Карья тут же стала отпаивать внука заговорённым кобыльим молоком. Веретеном разжимала мальчику зубы и вливала понемногу из плошки. Жизнь раздумала покидать очищенное от яда тело, теперь дело оставалось за душой. Она к тому времени отправилась вниз или вверх по реке времени, и чтобы вернуть её, требовалось послать за ней другую. Душа нашедшего Чекура раба как нельзя лучше подходила на эту роль посланника-проводника.

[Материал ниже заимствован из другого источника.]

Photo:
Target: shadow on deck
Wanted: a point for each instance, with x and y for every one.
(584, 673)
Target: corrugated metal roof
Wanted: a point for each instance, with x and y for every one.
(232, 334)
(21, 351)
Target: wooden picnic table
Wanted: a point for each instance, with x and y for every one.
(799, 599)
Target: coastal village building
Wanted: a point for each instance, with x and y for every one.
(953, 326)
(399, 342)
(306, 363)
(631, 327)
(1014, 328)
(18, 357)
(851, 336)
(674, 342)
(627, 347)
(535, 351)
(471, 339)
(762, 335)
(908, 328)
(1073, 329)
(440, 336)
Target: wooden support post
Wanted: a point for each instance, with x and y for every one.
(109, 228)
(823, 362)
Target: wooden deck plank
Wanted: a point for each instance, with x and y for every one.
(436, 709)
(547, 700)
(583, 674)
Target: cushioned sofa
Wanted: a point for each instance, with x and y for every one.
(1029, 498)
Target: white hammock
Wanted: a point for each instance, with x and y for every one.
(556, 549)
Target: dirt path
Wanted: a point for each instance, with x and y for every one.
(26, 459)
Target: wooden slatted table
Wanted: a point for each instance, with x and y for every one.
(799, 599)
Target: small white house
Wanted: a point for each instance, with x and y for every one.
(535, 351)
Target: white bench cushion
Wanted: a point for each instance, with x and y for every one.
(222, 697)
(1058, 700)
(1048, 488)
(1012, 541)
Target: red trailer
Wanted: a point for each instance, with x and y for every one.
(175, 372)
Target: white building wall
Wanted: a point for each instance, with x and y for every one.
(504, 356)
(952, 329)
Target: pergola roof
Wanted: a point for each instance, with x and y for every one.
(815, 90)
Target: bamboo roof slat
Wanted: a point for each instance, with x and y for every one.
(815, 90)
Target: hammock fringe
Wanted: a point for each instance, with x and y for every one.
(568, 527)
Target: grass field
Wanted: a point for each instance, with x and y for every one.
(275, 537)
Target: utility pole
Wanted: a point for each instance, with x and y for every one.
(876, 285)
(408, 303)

В благодарность за услугу его избавили от тревог и страхов приговоренного к жертвоприношению. Ничего не подозревающего раба, рассчитывающего на награду за свой поступок, Карья угостила порошком из сушёных «живых» мухоморов и дала запить их тёплым молоком, смешанным с кровью. Через какое-то время мужчина впал в забытьё, на его губах заиграла блаженная улыбка и из них стала литься «мухоморная песня». Она проясняет чужые помыслы, и замысел Карьи ему открылся, но не испугал, как можно было бы ожидать, а, наоборот, – увлёк, как будто ему предстояло отправиться в приятное путешествие, где он будет избавлен от монотонного изнуряющего труда. Когда шаманка приблизилась к нему, держа в руке кинжал, которым до этого Чекур убил щенка, раб сам задрал подбородок, чтобы облегчить ей кровавую работу. От этого горло его распрямилось, и песня из него полилась звонче и даже торжественней, пока не прервалась булькающим хрипом. Это свершилось в полдень. А уже к вечеру губы мальчика, обмазанные кровью его спасителя, разомкнулись и попросили воды.